Can we Resume Normal Life?

Last weekend the State of Israel and the Jewish People celebrated Purim, a carnival-like holiday. Children and some adults wear costumes, and we read the Book of Esther in the synagogue in a particularly raucous manner, making noises to drown out the name of Haman. The consumption of alcohol is sanctioned. The staid Jewish world is stood on its head.
For that very reason Judith and I were rather unenthusiastic as the holiday approached. And let's not forget that it was on Purim that Dr. Baruch Goldstein massacred Muslims while they were at prayer in Hebron, a crime that had dampened out enthusiasm for Purim long before Asher's tragic death.
My wise wife took the initiative and arranged for us to spend three nights in the Turkish resort of Antalya instead of staying in Jerusalem for Purim. We had a relaxing time in a five-star hotel, spent hours in the sauna, did some tourism (the local archaeological and ethnographic museum is rich and fascinating), and took time for ourselves in what Judith called a neutral place.
Before we left, I got a phone call from Ariav, a man whose son died in a rafting accident in Peru. His response was to create an organization to help parents in that situation. He and other people from his organization have been very attentive to us, calling us, coming to the funeral and the shiva. He said that we'd find the holidays to be the hardest times, which is why, though he didn't say so, he called us before Purim. When I told him we were going away, he congratulated me: a great idea.

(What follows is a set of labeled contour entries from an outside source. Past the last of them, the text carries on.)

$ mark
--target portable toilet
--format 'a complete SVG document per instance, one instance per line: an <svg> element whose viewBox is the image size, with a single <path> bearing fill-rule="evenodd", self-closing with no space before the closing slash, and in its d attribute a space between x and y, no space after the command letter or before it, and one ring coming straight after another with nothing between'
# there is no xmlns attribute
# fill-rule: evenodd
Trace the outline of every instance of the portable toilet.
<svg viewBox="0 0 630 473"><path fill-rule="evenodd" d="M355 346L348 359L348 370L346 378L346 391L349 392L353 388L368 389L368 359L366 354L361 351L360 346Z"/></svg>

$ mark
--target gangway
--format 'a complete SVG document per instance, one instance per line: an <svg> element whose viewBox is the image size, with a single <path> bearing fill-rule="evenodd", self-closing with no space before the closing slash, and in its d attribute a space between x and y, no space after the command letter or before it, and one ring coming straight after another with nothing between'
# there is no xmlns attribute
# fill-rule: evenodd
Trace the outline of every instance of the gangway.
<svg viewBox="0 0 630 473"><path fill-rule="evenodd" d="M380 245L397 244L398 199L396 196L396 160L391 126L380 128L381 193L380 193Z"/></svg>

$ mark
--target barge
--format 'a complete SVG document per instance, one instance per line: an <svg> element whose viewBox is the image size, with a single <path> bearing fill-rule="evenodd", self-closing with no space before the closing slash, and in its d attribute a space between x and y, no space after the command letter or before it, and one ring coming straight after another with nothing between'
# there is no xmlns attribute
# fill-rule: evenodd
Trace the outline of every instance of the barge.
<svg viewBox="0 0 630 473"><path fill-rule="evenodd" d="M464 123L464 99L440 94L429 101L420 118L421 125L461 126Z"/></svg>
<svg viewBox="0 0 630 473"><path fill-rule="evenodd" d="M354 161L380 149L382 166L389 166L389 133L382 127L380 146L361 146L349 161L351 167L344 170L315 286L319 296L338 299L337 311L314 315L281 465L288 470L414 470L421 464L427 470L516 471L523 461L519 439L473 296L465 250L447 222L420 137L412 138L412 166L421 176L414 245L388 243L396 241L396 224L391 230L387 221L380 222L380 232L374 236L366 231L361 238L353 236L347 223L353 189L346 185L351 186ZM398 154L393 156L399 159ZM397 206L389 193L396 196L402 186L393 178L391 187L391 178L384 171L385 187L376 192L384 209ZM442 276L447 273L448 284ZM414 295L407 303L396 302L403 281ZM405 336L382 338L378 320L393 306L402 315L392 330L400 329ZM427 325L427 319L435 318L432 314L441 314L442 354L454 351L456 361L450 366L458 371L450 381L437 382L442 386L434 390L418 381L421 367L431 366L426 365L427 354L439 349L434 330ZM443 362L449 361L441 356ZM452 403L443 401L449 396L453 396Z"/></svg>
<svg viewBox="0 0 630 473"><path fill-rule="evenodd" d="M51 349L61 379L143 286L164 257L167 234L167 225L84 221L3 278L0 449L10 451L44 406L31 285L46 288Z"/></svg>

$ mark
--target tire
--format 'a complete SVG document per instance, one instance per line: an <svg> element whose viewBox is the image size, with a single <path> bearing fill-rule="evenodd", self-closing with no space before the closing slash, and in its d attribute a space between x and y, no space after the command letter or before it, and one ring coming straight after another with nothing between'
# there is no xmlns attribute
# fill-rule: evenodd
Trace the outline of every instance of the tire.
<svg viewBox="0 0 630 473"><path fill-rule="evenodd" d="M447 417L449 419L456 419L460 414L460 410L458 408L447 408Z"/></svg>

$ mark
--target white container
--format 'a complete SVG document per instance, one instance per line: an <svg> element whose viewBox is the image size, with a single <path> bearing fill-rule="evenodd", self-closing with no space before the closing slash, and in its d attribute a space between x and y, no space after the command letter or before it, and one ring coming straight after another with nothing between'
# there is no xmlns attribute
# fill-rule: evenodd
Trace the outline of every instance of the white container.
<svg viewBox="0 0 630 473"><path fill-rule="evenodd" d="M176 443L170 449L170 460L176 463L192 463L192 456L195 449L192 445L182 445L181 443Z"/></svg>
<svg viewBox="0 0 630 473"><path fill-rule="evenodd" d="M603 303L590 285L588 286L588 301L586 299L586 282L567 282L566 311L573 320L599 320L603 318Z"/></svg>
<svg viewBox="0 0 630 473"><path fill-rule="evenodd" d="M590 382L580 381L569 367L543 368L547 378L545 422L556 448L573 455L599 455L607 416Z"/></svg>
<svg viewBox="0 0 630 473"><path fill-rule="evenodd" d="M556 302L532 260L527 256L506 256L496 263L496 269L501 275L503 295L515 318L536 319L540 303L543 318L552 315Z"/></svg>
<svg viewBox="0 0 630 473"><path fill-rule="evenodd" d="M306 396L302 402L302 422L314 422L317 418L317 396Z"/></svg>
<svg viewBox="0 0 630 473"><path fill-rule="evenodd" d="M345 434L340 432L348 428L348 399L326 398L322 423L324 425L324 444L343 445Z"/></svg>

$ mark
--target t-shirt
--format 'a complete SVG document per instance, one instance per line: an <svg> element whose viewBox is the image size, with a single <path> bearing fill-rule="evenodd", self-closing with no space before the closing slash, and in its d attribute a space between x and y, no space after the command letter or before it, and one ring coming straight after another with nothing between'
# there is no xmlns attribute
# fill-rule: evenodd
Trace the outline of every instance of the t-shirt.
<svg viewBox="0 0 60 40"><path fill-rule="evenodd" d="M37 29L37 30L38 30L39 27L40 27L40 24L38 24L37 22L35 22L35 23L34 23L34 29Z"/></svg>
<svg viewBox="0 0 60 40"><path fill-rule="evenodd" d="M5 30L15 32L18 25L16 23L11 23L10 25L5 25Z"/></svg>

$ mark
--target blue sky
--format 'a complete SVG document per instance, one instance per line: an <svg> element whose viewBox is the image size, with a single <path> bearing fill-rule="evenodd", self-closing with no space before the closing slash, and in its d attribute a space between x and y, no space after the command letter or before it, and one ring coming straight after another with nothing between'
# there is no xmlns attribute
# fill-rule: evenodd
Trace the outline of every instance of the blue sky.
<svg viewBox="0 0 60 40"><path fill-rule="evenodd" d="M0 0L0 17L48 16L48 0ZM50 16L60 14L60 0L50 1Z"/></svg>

Our charter flight back and forth from Tel Aviv was full of vacationers of all sorts, including a rather large number of Israeli Arabs, and the hotel had a large and noisy group of German tourists. There was another Israeli couple our age at our hotel, pleasant and interesting people. We talked with them a little, but we didn't exchange names or make an effort to socialize with them. Partly that's always been our pattern when we travel. We're not the kind of people who pick up other travelers and hear all about their lives. But in the case of the pleasant couple from Tel Aviv, the fact that we were taking our grief with us to Turkey was another barrier. I wanted to tell them: I'm not unfriendly, I just can't open up to a stranger now. There's been a tragedy in my family.
Was it right for us to go off and enjoy ourselves in a luxury hotel?
Often, since my superego is on the hyperactive side, it tells me: you should be feeling this; you shouldn't be feeling that; you should be doing this; you should be doing that; you should be sadder; you should be crying more. And when I can't fall asleep at night or wake up before dawn, my superego says: Good boy, you're really grieving!
But I have received excellent personal advice from friends who also happen to be psychologists: don't think that way. Let things happen the way they happen. Don't even try to control them. Just keep in touch with your feelings.
Long ago I learned from the novels of Aharon Appelfeld that the problems and difficulties that one had in life before one was stricken by tragedy remain in place after the tragedy. The tragedy doesn't solve the old problems, though maybe it places them in a new perspective. Some of my misgivings about patronizing a luxury hotel have nothing at all to do with whether it was appropriate for bereaved parents to pamper themselves. I never believed in pampering myself, and I never even enjoyed the idea of luxury hotels (actually the one we were at in Antalya was relaxed and informal, not really a luxury hotel of the old school). So permitting myself to enjoy the decadence of a Turkish bath was as much a victory over my schoolmarmish superego as a way of palliating my general unhappiness.
I don't know what the stages of grief are supposed to be, so I can't tell whether I'm going through them properly. As an adolescent, under the influence of an advanced French literature course in my senior year of high school, I was an Existentialist. I believed that one chose to be what one was. Asher's death proves the falsity of that premise. He certainly didn't choose to die at the age of twenty-eight, and I certainly never asked to take on the role of a bereaved parent. There's no particularly good way to play that role, as far as I can see, except to be a good person if you have it in you - and I didn't have to lose a son to see the need to be good.